We lost dear friends this year - our beloved John Haybittle, and two days ago, our childhood friend Vinit. We celebrate how wonderful they were, and hold on to each other more tightly. Tomorrow it will all be the same, and yet a little different. Happy New Year, my dear friends, whichever it is. 

Friday, 17 November 2017


We thought it would come quietly,
the final bend in the road;
we shored ourselves up, with
pots of tea, evening crackers
and Sunday nights in Downton Abbey.

Seventy-four years ago,
you walked down the aisle with me;
a pair of jaundiced eyes wouldn't keep
you from marrying me.

Sometimes the morning light
catches the emerald in my ring;
my fingers catch the chords of notes
you liked to hear me play.

Here we are, you and I,
a litte stuck today -
I, tucked up in our bed,
and you, in your room,
many miles away.

But the lamp is on,
and when tomorrow comes,
beside you, I will stay.

I wrote this poem last year for my beloved Mary on John's 95th birthday.
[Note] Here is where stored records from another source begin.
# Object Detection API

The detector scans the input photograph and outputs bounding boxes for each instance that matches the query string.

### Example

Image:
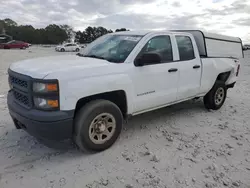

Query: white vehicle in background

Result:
[55,43,81,52]
[7,31,243,151]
These are wrenching times for Mary, because she is separated from John, who is too ill to live at home anymore. Five days after their wedding John left to be with the RAF, but then he came back, and then the children came, and then, and then... life... all of life. And then one day Mary met my father, who was a medical student of John's at Addenbrooke's, the same hospital I now haunt. And then years later she met my mother. More years passed. And then my brothers and I. I was fifteen and my life has been the richer, the more beautiful, the truer for her friendship. Lucky, lucky me.